May I suggest (but feel free to refuse) to change the title from "Separate the wheat from the chaff: genomic analysis of local adaptation in the red coral Corallium rubrum" to "Separate the wheat from the chaff: genomic scan for local adaptation in the red coral Corallium rubrum"
as the ms is not really an "analysis" of local adaptation but rather a quest for it.
Revision round #12018-10-17
Decision round #1
Two external reviewers and myself have carrefully read your ms entitled "Separate the wheat from the chaff: genomic analysis of local adaptation in the red coral Corallium rubrum" and we all agree that this ms is sound, interesting and certainly deserves to be recommded by PCI Evol Biol. As pointed out by the reviewers, the main strength of this ms is the indepth discussion of the pros and cons of the methods and results you provide. I agree with their opinion.
We nonetheless have few suggestions that could potentially improve the overall quality of this ms. I believe the suggested corrections will be easily addressed and that I will be able to recommend the revised version without any further opinion from the two external reviewers. Please revise and respond to all comments (see below) before I can recommend this article.

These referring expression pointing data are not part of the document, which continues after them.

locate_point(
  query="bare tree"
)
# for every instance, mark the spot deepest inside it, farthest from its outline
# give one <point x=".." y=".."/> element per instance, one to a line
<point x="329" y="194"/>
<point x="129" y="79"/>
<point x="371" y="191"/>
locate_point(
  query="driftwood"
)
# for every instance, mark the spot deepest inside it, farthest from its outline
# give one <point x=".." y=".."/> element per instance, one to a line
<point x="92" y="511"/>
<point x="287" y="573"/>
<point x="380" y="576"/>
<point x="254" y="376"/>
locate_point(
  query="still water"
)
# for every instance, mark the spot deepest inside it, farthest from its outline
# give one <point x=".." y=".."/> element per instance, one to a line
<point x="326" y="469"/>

:: Suggestions from G Achaz ::
Major: (A) can the authors provide basic analysis of within samples diversity (sample size, #sites, paiwise difference, Tajima's D, etc). (B) did the authors try to infer model parameter (using a mix of demography and structure) using appropriate methods like the ones implemented in dadi (or any other equivalent approach). (C) please shorten and/or lower the importance of the detection of selection as there isn't obvious positive conclusions from it.
Minor: l43 "between" is repeated in tandem l70 replace "high" by "strong"? l189, l270, table4 what is gene diversity? pairwise differences (i.e. heterozygosity)? l194 I don't understand what is the meaning here of 'centered' l282-283, l294, l345 this seems surprising. Why would the sex contribute to genetic differentiation? Am I missing something obvious? l309 you mean 20 instead of 10? l357 which axis are you refering to? pc1? l384 I would be more cautious as this pattern is not visible in the Fst analysis.